Concern that China Evergrande may default on its mountain of debt hit shares of toilet maker Toto and other Japanese firms that are seen vulnerable to a further slowdown in China’s property development.
Toto lost 6.1 % on Tuesday, extending its fall since Thursday to 14.8%, on the perceived risk of exposure to Evergrande, which investors fear could miss debt payment later this week.
“There are rising and widely reported concerns about fund flows at leading local developer China Evergrande Group, whose business scale suggests to us it is very likely one of TOTO’s major customers,” said Arisa Katsuyama, analyst at Morgan Stanley.
“Year-to-date debt defaults by real estate companies in China, not just China Evergrande, already exceed the cumulative figure for the past 10 years as tighter regulations bite,” she said, adding investors should bear in mind the risk Toto may have to book loan loss reserves.

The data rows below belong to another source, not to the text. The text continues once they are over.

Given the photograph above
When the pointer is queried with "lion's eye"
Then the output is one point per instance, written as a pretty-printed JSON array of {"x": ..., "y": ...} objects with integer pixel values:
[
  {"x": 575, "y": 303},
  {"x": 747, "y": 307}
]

China accounted for about 30% of Toto’s profit last year but the firm’s spokesperson said it could not comment on specific transactions including whether it has deals with Evergrande.
Other potential suppliers to Chinese house builders and constructors were also caught in the melee, with air-conditioner manufacturer Daikin losing 4.7%.
Almost a quarter of Daikin’s air-conditioner sales came from China in the last financial year, compared with 13-16% in previous years.
Paint maker Nippon Paint Holding, for which China is by far the largest market, slid 7.5%.
Manufacturers of construction machines, which have long benefited from the construction boom in China, also suffered, with Komatsu losing 5.4% and
Construction Machinery shedding 5.5%.
Investors also dumped SoftBank Group, a big investor in Alibaba and other Chinese tech firms, on fears Beijing will continue to tighten its grip on them.
SoftBank Group shares lost 5.0% as U.S.-listed Alibaba shares hit a two-year low on Monday.
Tomoichiro Kubota, senior strategist at Matsui Securities, said the damage could spread to more companies if China’s slowdown becomes more evident.
“It looks like Chinese authorities are clamping down on outright lavishness, which seems to have support from the Chinese public. That has some resemblance to Japan’s post-bubble era, when expensive house prices were considered bad for ordinary people.”
While many Japanese firms rely on Chinese demand, Japanese institutional investors have relatively limited exposure to Chinese assets.
Japan’s biggest investor, Government Pension Investment Fund (GPIF), had exposure of 9.673 billion yen ($88.31 million) to Evergrande as of March, 5.9 billion yen in bonds and 3.7 billion yen in stocks, out of its 186.1 trillion yen ($1.70 trillion) assets.